InternationalApr 03. 2021

By The Washington Post · Eva Dou, Alicia Chen, Pei Lin Wu

SEOUL – A train crash in Taiwan killed at least 51 people and injured dozens Friday, authorities said, in the deadliest railway accident in decades on the island.

A construction truck that was improperly parked on a slope rolled down and collided with a passenger train on Friday morning, leaving it derailed in a tunnel on Taiwan’s east coast, according to Taiwan’s official Central News Agency (CNA).

Photos from the scene showed the train tilted inside the tunnel, with pieces of crushed metal surrounding it. Survivors climbed out of the train’s windows to escape.

The tragedy was heightened as Friday was the first day of the Tomb Sweeping Festival, an annual commemoration in Taiwan and some other parts of Asia of family members who have died.

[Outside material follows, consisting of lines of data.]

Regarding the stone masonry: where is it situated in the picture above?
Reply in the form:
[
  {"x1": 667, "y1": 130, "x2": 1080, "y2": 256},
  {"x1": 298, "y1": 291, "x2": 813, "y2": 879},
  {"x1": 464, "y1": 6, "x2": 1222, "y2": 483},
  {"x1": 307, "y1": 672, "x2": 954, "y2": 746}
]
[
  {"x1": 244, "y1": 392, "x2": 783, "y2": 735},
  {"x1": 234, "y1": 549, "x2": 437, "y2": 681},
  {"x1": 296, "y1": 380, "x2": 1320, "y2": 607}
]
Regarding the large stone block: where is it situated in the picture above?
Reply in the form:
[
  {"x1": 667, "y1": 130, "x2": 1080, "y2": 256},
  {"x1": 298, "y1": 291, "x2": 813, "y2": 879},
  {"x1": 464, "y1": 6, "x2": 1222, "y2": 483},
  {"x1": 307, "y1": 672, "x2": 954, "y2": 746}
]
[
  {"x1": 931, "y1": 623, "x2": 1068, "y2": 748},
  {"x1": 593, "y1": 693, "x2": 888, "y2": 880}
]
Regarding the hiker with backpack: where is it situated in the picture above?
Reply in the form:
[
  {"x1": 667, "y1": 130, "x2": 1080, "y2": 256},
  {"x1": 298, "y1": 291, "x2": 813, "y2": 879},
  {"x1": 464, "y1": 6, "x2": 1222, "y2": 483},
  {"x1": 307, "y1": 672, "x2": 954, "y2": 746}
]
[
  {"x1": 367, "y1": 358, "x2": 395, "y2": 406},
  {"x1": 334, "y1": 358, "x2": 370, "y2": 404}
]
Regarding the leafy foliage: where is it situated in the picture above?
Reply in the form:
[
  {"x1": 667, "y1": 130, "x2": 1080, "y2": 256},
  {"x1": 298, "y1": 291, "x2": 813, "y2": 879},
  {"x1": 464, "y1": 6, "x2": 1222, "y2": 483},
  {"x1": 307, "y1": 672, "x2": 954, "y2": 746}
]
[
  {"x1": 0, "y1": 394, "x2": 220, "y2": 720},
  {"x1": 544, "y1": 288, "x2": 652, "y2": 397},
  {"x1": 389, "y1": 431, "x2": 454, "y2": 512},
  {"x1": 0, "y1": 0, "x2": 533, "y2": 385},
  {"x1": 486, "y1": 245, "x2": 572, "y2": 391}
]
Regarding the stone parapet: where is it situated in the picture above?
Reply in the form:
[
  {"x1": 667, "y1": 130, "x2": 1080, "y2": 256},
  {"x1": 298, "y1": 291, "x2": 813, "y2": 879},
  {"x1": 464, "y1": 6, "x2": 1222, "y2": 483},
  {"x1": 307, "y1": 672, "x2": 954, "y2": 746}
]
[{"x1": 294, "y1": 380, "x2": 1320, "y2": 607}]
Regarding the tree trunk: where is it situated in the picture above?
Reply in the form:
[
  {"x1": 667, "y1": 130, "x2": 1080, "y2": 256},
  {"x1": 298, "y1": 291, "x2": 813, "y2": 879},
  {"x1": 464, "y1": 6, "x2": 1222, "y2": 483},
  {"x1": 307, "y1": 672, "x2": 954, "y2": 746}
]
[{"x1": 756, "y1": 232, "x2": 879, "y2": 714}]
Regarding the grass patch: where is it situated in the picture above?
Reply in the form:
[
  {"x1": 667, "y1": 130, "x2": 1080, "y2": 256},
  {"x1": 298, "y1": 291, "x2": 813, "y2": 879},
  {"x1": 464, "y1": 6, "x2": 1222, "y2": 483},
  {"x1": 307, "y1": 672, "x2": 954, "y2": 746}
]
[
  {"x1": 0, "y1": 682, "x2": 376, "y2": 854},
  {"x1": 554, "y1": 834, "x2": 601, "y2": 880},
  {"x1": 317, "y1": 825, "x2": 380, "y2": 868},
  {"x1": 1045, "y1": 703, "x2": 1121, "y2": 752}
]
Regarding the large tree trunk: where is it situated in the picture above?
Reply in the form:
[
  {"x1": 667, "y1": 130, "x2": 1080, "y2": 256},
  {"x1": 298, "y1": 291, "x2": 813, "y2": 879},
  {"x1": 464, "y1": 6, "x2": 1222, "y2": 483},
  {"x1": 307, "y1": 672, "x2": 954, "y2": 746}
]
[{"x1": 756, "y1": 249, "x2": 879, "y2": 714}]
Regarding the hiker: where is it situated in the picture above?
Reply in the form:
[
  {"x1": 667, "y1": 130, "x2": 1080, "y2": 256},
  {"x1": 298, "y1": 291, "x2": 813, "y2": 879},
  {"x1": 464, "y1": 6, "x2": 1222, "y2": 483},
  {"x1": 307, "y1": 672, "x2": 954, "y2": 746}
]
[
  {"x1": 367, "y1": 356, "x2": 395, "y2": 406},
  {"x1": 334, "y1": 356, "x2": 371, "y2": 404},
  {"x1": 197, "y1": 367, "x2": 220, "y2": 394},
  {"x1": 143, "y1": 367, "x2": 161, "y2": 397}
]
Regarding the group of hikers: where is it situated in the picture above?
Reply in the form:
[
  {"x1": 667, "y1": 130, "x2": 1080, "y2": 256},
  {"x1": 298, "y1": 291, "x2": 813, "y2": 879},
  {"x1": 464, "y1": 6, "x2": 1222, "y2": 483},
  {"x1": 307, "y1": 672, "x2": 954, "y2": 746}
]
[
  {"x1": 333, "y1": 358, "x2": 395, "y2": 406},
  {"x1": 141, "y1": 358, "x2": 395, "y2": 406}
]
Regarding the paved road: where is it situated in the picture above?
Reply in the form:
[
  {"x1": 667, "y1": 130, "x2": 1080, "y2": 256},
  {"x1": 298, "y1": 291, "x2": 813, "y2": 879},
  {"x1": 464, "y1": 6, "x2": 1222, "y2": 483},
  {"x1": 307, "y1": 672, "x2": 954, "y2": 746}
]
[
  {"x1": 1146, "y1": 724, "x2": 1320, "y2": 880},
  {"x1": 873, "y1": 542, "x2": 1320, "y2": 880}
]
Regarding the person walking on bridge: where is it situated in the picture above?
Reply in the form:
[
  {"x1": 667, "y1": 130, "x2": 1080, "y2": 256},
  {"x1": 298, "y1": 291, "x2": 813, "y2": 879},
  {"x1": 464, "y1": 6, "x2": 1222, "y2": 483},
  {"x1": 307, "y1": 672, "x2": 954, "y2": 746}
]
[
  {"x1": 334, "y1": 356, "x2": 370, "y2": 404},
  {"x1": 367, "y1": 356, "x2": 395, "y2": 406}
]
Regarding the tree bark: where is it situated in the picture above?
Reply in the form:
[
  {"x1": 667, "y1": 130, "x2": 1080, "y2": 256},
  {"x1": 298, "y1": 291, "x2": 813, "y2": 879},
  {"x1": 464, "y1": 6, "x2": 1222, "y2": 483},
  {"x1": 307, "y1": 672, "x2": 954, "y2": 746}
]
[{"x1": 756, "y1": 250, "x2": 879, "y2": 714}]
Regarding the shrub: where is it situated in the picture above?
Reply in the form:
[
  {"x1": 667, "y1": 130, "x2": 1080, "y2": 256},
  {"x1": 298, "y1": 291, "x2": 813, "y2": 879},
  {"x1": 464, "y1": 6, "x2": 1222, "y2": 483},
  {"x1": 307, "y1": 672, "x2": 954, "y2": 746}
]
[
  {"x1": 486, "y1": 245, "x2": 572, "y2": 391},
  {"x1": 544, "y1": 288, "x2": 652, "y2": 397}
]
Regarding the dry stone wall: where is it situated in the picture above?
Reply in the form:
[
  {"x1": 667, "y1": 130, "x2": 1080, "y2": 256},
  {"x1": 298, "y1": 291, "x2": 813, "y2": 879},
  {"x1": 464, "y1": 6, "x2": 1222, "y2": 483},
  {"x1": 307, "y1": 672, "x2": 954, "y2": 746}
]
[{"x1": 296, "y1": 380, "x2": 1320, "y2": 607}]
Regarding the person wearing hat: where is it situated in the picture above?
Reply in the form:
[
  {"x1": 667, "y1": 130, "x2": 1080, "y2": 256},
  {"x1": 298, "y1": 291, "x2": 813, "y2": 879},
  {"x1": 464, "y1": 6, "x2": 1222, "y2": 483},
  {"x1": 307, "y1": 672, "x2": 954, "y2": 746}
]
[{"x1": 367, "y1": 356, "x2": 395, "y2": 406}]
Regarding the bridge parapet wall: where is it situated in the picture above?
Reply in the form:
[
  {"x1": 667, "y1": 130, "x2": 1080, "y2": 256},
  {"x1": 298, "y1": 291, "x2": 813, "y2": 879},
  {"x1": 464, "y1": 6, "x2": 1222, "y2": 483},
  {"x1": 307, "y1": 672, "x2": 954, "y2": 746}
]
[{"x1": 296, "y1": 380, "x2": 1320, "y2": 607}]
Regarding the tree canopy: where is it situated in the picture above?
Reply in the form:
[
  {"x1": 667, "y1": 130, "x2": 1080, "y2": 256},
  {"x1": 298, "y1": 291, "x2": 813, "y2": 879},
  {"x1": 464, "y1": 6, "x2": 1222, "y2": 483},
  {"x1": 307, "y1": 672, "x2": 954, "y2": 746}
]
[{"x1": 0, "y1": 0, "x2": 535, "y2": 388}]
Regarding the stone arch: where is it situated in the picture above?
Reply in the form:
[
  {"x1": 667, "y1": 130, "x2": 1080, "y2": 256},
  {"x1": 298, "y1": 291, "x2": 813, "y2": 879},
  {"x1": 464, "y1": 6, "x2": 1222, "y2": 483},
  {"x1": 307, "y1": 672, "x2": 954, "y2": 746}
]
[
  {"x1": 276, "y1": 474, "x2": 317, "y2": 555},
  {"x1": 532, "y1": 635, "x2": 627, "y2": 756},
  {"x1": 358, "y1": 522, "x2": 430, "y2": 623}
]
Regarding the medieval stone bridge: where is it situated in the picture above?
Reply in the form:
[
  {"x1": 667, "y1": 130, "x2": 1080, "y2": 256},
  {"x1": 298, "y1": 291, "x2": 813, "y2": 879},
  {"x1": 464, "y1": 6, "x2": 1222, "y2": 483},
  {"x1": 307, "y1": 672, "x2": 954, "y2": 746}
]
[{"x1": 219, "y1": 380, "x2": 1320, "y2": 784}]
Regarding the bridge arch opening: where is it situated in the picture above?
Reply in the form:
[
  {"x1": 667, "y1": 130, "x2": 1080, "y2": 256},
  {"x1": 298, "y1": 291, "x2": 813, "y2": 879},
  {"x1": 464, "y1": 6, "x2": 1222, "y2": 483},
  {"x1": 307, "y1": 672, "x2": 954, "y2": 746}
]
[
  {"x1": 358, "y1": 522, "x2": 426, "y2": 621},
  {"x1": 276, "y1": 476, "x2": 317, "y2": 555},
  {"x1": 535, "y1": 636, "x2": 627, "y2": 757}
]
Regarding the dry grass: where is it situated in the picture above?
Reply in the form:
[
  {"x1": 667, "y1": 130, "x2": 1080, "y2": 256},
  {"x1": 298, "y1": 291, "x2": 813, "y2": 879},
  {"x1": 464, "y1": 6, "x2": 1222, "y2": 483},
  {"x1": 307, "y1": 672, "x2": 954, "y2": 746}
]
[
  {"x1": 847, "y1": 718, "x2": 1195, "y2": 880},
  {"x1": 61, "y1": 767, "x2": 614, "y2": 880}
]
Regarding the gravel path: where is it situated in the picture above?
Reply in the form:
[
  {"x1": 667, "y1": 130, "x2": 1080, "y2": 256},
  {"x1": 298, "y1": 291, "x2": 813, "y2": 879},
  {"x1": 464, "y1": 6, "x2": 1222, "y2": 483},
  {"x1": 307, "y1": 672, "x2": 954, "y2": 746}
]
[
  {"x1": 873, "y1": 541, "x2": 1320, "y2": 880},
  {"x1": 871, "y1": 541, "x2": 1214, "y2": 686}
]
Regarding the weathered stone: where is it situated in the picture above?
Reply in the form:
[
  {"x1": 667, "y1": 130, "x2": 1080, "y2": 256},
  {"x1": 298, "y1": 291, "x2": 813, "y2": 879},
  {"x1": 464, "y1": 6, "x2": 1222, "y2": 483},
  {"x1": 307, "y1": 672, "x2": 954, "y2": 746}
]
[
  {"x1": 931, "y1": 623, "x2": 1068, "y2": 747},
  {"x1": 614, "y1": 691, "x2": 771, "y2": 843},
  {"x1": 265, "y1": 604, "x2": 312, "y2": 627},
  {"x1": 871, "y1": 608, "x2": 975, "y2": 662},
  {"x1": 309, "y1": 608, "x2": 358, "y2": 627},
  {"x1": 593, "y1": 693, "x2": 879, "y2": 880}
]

Many of Taiwan’s 24 million people were set to travel domestically over the long weekend.

The train had 374 seats but was carrying almost 500 people, with many passengers standing in the crowded cars, Taiwanese officials told local media outlets.

The accident has raised concerns about Taiwan’s transportation safety, after another deadly train crash three years earlier. In 2018, 18 people were killed and 215 injured when a train derailed in northeastern Taiwan.

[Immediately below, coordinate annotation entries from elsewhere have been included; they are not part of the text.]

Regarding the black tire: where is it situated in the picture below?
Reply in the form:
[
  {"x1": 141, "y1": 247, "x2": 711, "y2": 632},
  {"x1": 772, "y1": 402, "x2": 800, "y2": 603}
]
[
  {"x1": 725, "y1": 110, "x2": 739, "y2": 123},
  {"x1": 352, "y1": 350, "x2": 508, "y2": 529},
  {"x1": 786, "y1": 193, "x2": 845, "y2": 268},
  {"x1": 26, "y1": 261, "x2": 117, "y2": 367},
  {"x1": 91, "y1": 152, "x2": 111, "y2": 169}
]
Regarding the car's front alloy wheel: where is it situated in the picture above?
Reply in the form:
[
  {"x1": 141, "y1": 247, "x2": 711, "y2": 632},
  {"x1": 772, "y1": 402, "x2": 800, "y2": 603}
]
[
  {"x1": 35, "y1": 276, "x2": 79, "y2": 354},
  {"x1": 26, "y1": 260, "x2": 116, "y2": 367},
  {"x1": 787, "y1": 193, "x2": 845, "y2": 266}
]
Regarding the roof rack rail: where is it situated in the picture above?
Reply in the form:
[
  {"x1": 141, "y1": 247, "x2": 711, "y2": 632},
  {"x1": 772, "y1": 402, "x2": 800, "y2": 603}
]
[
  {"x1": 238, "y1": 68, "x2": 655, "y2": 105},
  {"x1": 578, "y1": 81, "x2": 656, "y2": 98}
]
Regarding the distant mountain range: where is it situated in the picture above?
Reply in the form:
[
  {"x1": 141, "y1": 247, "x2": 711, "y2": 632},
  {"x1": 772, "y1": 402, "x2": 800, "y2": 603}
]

On Friday, Taiwanese President Tsai Ing-wen ordered an investigation of the cause of the crash and a rapid effort to save the trapped and injured. The last two people trapped were rescued Friday afternoon.

“All relevant units are working all-out in the rescue mission,” she said in a statement posted on Facebook.

Taiwanese Premier Su Tseng-chang expressed his condolences to the passengers and their families, according to the official Radio Taiwan International.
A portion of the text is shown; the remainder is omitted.